Smart Commander: A Hierarchical Reinforcement Learning Framework for Fleet-Level PHM Decision Optimization
This addresses the challenge of fleet-level decision-making in military aviation PHM, offering a novel HRL framework that is incremental in improving upon existing DRL methods for this specific domain.
The paper tackles the problem of optimizing sequential maintenance and logistics decisions in military aviation Prognostics and Health Management (PHM) for large-scale fleet operations, proposing Smart Commander, a Hierarchical Reinforcement Learning (HRL) framework that significantly outperforms conventional monolithic Deep Reinforcement Learning (DRL) and rule-based baselines, achieving a substantial reduction in training time with superior scalability and robustness.
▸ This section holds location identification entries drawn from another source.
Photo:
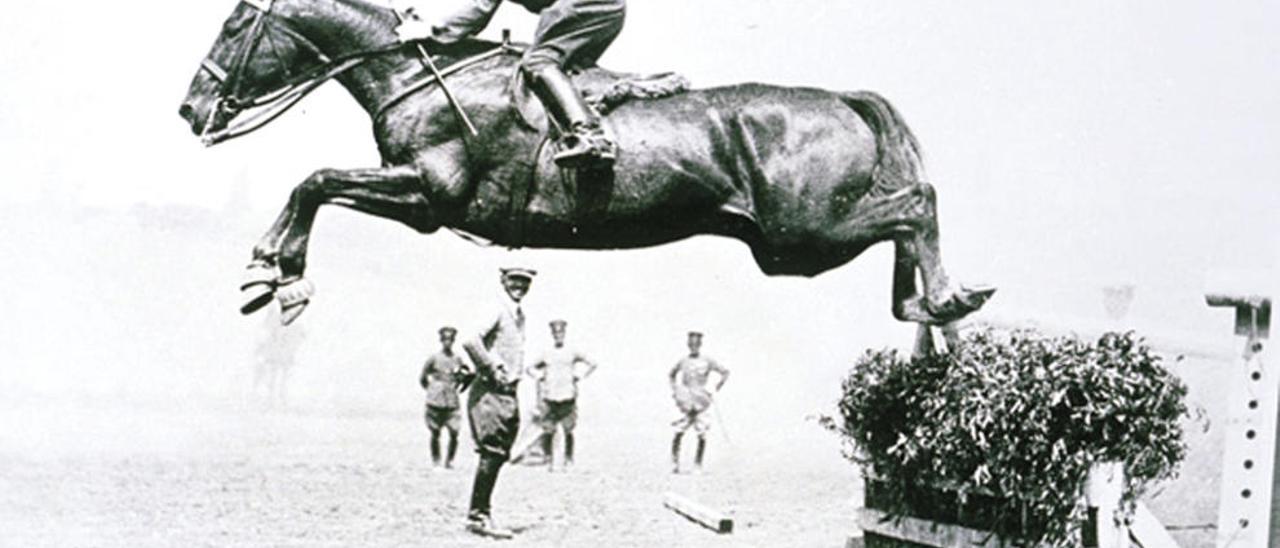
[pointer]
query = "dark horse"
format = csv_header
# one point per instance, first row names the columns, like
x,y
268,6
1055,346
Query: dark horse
x,y
808,178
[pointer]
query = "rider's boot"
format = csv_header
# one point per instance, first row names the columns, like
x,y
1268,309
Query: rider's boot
x,y
583,141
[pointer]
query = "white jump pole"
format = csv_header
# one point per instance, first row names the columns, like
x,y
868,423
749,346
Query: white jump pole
x,y
1247,501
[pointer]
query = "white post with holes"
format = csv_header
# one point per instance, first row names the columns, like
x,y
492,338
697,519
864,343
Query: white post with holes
x,y
1249,450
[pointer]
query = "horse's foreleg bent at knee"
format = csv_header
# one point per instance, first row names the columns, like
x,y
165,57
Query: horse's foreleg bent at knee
x,y
394,193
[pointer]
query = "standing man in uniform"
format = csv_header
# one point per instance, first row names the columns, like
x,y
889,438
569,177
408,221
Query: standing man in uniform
x,y
557,387
689,387
442,375
498,354
571,35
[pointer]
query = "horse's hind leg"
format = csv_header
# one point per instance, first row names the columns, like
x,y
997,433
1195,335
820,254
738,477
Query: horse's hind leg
x,y
909,218
388,192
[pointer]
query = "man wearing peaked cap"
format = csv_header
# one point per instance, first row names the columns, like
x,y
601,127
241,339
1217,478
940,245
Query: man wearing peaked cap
x,y
689,380
442,378
498,354
519,272
557,373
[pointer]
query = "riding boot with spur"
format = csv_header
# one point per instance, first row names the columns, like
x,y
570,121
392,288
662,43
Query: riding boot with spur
x,y
583,141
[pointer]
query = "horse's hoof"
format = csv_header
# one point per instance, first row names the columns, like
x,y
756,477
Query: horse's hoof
x,y
976,296
293,297
963,302
292,311
257,286
256,296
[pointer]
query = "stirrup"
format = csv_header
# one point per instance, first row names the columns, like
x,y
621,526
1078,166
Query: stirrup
x,y
585,147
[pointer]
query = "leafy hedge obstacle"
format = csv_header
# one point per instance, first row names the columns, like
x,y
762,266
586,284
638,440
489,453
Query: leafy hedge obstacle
x,y
1001,433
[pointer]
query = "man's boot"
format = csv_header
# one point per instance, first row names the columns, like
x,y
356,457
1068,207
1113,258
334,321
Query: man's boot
x,y
675,452
453,450
547,450
698,456
581,140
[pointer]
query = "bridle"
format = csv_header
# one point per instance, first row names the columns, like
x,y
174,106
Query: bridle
x,y
231,99
273,103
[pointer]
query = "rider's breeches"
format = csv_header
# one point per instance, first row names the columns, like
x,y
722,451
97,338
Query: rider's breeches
x,y
574,33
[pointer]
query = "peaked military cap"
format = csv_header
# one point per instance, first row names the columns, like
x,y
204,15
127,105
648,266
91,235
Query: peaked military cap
x,y
519,272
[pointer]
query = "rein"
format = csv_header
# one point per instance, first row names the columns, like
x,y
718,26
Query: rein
x,y
433,78
279,100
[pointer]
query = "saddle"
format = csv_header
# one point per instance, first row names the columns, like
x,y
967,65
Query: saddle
x,y
602,88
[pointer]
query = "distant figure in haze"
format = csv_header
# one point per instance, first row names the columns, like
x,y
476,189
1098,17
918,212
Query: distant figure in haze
x,y
497,351
274,356
444,375
557,375
689,387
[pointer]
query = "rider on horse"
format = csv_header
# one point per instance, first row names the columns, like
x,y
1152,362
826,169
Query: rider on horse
x,y
571,35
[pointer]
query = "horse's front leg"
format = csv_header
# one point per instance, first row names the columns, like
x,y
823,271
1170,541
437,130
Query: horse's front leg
x,y
394,193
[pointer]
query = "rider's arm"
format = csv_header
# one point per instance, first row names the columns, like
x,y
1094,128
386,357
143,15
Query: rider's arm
x,y
722,371
590,366
466,21
475,347
426,371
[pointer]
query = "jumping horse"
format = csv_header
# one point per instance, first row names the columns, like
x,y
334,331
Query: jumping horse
x,y
808,178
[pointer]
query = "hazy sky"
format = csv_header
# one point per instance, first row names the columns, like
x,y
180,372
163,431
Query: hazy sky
x,y
1080,142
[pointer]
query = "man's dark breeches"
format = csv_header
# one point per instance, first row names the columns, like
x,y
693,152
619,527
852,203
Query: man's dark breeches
x,y
574,33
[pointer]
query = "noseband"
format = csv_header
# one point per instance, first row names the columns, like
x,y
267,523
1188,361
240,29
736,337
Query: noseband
x,y
229,95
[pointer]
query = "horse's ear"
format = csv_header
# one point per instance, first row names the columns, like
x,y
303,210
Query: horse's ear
x,y
531,112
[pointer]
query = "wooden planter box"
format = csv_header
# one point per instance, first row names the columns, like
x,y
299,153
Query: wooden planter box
x,y
938,517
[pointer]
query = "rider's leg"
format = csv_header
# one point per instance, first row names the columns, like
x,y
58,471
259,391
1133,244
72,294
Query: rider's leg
x,y
572,33
581,140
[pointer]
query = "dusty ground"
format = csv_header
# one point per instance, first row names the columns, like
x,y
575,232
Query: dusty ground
x,y
128,415
108,474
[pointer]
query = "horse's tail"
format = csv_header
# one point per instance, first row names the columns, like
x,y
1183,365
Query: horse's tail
x,y
899,153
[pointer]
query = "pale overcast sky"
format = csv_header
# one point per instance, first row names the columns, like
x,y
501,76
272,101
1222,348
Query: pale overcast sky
x,y
1092,141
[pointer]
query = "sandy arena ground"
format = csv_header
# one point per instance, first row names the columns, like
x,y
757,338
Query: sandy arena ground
x,y
128,414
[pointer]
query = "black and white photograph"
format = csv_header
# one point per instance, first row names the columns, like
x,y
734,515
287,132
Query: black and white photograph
x,y
650,273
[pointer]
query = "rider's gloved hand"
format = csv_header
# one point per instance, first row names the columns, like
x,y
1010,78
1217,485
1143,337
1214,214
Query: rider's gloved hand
x,y
412,30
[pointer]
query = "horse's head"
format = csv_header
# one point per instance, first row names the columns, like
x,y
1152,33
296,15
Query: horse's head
x,y
256,53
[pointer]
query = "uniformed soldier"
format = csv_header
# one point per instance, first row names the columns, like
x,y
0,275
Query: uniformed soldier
x,y
689,387
557,373
571,35
442,379
497,351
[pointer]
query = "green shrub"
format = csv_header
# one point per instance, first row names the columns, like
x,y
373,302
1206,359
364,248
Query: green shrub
x,y
1015,415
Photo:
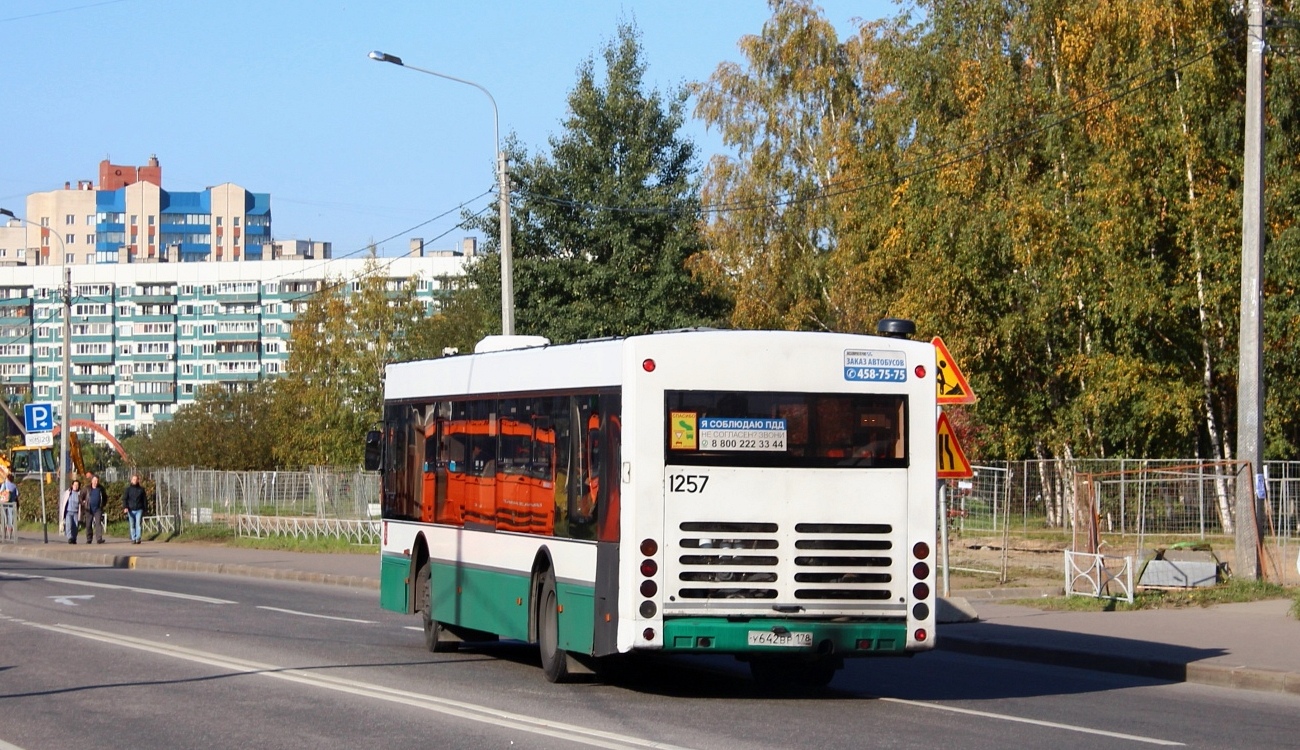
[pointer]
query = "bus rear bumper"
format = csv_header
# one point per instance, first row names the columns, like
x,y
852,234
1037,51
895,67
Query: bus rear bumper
x,y
788,637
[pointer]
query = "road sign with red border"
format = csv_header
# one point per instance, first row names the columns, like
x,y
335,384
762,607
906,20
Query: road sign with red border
x,y
950,385
949,454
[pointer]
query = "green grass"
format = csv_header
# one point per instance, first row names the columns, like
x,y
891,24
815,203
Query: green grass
x,y
304,545
1233,592
220,534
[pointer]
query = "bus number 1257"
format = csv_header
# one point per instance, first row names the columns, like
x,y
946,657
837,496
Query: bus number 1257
x,y
687,482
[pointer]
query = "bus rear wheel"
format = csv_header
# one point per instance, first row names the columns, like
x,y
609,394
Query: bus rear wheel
x,y
554,659
436,636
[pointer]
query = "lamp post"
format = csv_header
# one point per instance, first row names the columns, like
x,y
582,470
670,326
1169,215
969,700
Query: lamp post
x,y
66,372
507,285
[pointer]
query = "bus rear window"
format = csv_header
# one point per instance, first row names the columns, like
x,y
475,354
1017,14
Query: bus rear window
x,y
785,429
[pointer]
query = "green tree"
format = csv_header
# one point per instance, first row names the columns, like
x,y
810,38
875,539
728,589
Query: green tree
x,y
333,389
1051,186
222,429
606,222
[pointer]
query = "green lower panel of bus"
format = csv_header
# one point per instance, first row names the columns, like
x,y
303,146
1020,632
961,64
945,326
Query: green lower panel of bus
x,y
490,601
775,636
394,588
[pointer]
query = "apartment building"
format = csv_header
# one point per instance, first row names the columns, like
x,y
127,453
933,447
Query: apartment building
x,y
170,291
147,337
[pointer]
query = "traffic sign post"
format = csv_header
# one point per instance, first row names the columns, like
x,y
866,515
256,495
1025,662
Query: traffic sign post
x,y
950,385
952,458
39,420
39,417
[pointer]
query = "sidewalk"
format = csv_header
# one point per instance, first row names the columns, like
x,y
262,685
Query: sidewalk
x,y
1252,646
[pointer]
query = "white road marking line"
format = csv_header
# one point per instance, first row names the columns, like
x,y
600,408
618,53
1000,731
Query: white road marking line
x,y
315,615
471,711
69,599
1034,722
138,590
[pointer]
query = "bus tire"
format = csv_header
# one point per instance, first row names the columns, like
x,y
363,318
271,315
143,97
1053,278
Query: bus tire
x,y
554,659
436,636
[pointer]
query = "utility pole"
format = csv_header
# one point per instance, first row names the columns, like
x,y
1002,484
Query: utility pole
x,y
65,404
1249,384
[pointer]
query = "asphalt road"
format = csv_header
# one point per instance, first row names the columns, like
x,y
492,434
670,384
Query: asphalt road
x,y
113,658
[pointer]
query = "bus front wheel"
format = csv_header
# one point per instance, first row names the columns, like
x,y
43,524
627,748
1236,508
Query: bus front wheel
x,y
554,659
436,636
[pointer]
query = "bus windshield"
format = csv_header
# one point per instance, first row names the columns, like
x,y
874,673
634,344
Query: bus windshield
x,y
785,429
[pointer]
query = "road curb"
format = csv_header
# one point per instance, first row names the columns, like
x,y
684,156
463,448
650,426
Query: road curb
x,y
148,563
1216,675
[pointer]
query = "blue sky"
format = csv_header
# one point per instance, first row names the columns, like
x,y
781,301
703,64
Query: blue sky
x,y
278,95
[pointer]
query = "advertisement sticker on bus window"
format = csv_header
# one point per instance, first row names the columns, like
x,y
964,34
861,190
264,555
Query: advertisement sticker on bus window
x,y
681,430
741,434
866,365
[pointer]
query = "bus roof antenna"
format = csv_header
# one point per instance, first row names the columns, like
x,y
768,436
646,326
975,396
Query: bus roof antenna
x,y
896,328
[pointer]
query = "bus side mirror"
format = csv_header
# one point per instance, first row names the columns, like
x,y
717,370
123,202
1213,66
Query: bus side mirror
x,y
373,450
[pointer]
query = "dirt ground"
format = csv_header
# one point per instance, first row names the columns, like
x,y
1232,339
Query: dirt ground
x,y
982,563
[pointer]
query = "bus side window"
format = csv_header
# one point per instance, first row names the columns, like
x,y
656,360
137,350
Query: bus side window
x,y
611,473
584,486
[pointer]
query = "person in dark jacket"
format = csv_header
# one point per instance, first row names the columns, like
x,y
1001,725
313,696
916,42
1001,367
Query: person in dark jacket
x,y
95,503
69,512
134,502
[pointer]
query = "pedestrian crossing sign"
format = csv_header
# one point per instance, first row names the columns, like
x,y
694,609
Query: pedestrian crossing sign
x,y
950,458
950,385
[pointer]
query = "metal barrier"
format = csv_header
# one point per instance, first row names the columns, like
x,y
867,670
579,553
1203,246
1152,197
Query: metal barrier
x,y
1092,575
8,523
160,525
356,530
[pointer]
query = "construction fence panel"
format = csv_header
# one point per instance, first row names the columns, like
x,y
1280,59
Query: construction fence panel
x,y
216,497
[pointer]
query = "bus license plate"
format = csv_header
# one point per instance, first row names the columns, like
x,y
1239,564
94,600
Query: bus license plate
x,y
770,638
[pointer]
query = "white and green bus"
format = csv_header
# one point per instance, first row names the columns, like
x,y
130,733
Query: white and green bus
x,y
762,494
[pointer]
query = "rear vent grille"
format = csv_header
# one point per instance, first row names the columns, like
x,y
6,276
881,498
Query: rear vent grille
x,y
837,569
832,563
723,555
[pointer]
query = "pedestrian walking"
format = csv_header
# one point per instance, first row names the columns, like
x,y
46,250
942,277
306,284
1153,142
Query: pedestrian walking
x,y
69,511
8,507
134,502
95,506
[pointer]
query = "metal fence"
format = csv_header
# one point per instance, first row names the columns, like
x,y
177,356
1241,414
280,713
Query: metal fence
x,y
1168,497
1130,506
1136,501
251,502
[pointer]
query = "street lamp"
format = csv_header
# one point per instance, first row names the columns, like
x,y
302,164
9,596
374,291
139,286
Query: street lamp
x,y
507,285
65,407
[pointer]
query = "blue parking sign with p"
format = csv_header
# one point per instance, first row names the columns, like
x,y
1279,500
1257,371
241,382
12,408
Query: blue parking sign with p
x,y
39,417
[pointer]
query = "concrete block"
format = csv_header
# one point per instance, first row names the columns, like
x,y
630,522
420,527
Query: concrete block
x,y
1183,573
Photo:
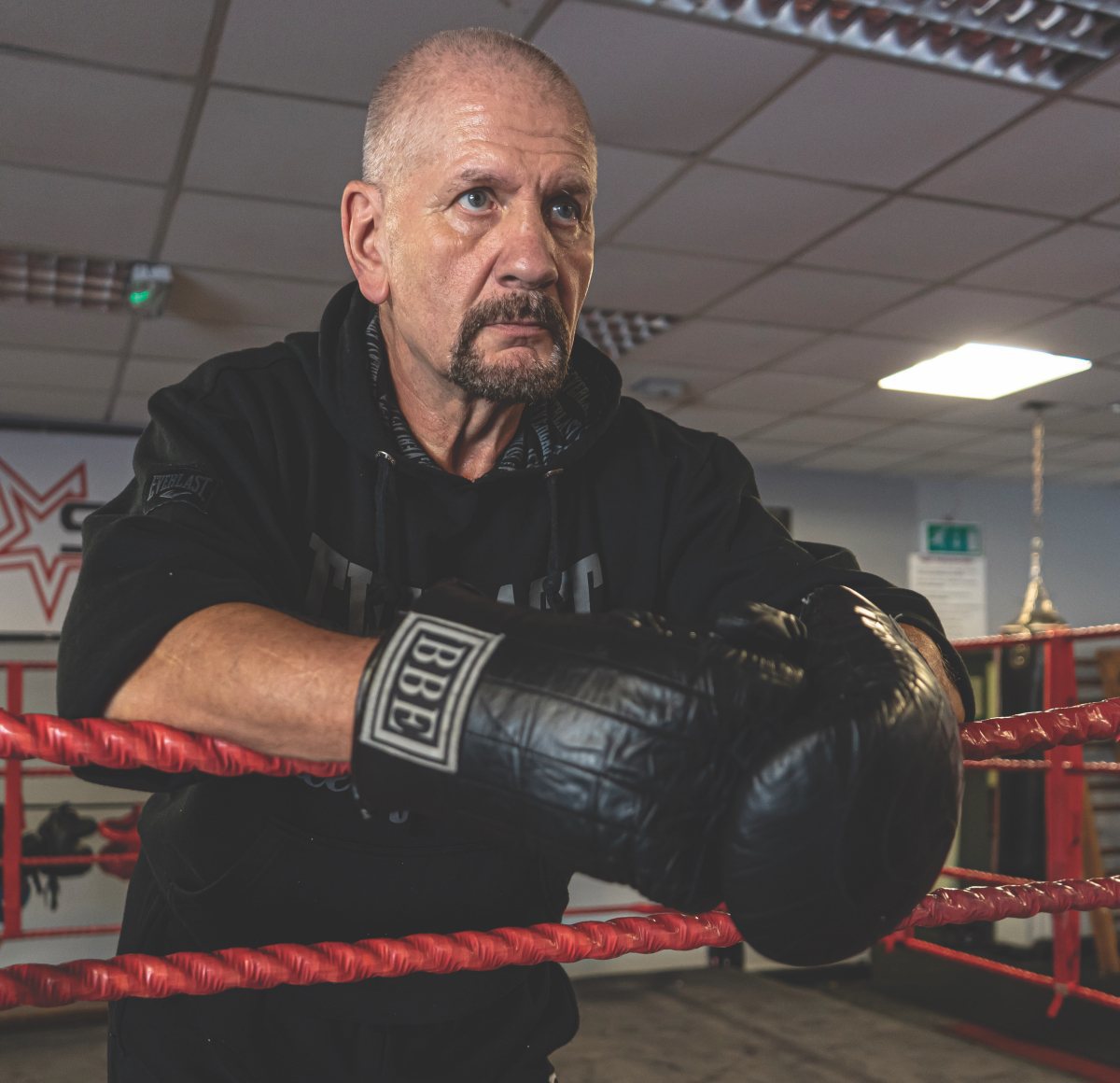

Decision-making in military aviation Prognostics and Health Management (PHM) faces significant challenges due to the "curse of dimensionality" in large-scale fleet operations, combined with sparse feedback and stochastic mission profiles. To address these issues, this paper proposes Smart Commander, a novel Hierarchical Reinforcement Learning (HRL) framework designed to optimize sequential maintenance and logistics decisions. The framework decomposes the complex control problem into a two-tier hierarchy: a strategic General Commander manages fleet-level availability and cost objectives, while tactical Operation Commanders execute specific actions for sortie generation, maintenance scheduling, and resource allocation. The proposed approach is validated within a custom-built, high-fidelity discrete-event simulation environment that captures the dynamics of aircraft configuration and support logistics.By integrating layered reward shaping with planning-enhanced neural networks, the method effectively addresses the difficulty of sparse and delayed rewards. Empirical evaluations demonstrate that Smart Commander significantly outperforms conventional monolithic Deep Reinforcement Learning (DRL) and rule-based baselines. Notably, it achieves a substantial reduction in training time while demonstrating superior scalability and robustness in failure-prone environments. These results highlight the potential of HRL as a reliable paradigm for next-generation intelligent fleet management.